Artilheiro do campeonato de 1910, Arnold marcou ali o primeiro gol de pênalti da Argentina. Ele foi o primeiro que ela chamou a partir de uma rivalidade: após o fim do futebol no Alumni, jogou pela seleção vindo do Belgrano Athletic, onde já praticava rúgbi: em 1910, foi campeão argentino deste esporte no rival e de futebol no Alumni. O Belgrano também jogava futebol na época; era o único que sabia rivalizar com o pessoal da English High School, situada no bairro de Belgrano. Assim, foram os primeiros rivais de bairro em Buenos Aires, hoje uma característica do futebol dela.

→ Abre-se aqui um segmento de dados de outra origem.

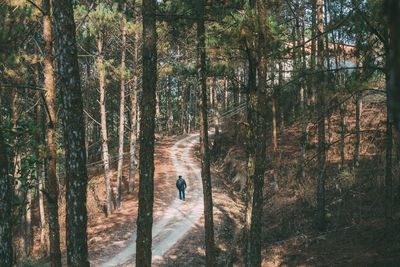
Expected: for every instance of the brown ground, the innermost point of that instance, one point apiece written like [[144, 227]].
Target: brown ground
[[356, 234]]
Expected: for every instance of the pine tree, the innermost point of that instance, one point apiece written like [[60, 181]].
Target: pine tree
[[146, 138], [74, 133]]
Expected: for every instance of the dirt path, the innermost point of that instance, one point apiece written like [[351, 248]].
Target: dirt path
[[179, 217]]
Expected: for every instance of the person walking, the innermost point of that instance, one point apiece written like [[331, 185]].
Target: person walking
[[181, 185]]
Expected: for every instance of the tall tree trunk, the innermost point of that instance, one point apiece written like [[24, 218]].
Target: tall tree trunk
[[104, 138], [388, 170], [256, 147], [358, 109], [303, 98], [39, 136], [74, 134], [51, 141], [28, 224], [393, 18], [226, 90], [321, 122], [169, 107], [204, 148], [147, 123], [313, 47], [357, 143], [133, 117], [6, 195], [342, 108], [121, 110]]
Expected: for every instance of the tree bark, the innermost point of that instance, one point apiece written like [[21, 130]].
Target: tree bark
[[6, 195], [303, 99], [321, 122], [74, 134], [134, 118], [147, 124], [204, 147], [121, 110], [393, 19], [104, 138], [256, 142], [51, 145]]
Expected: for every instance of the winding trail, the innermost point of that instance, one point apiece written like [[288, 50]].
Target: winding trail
[[180, 216]]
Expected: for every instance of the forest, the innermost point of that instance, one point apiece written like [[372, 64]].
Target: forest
[[282, 116]]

Nas escalações daquele 13 de setembro de 1908, é visível que o futebol argentino ainda era dominado pela comunidade britânica. Alumni, Belgrano e San Isidro hoje se dedicam ao rúgbi – veja-os aqui. O Estudiantes de Buenos Aires está na 3ª divisão, mas no momento é semifinalista da Copa Argentina (Maximiliano Susán jogaria no Alumni anos depois). Do lado adversário, o clube de Guillermo Manito, CURCC, virou em 1914 o Peñarol; e o clube de Ceferino Camacho, o Montevideo, antigo Deutscher, um dos quatro fundadores da liga uruguaia, desapareceria em 1909.
ARGENTINA: Carlos Wilson (San Isidro), Juan Brown (Alumni), Martin Murphy (Belgrano Athletic), Patricio Browne (Alumni), Harold Ratcliff (Belgrano Athletic), Ernesto Brown (Alumni), Gottlob Weiss (Alumni), Alfredo Brown (Alumni), Arnold Watson Hutton (Alumni), Eliseo Brown (Alumni) e Maximiliano Susán (Estudiantes de Buenos Aires).
URUGUAI: Cayetano Saporiti (Montevideo Wanderers), Juan Carlos Bertone (Montevideo Wanderers), Marcos Frommel (Nacional), Ceferino Camacho (Montevideo), Luis Carbone (Nacional), Guillermo Manito (CURCC), Vicente Módena (River Plate), Pablo Dacal (River Plate), Alberto Cantury (Nacional), Alberto Zumarán (Montevideo Wanderers) e José Braccchi (Dublín).
Árbitro: Mariano Reyna. Gols: Eliseo Brown (38/1º), Watson Hutton (23/2º) e Bracchi (37/2º).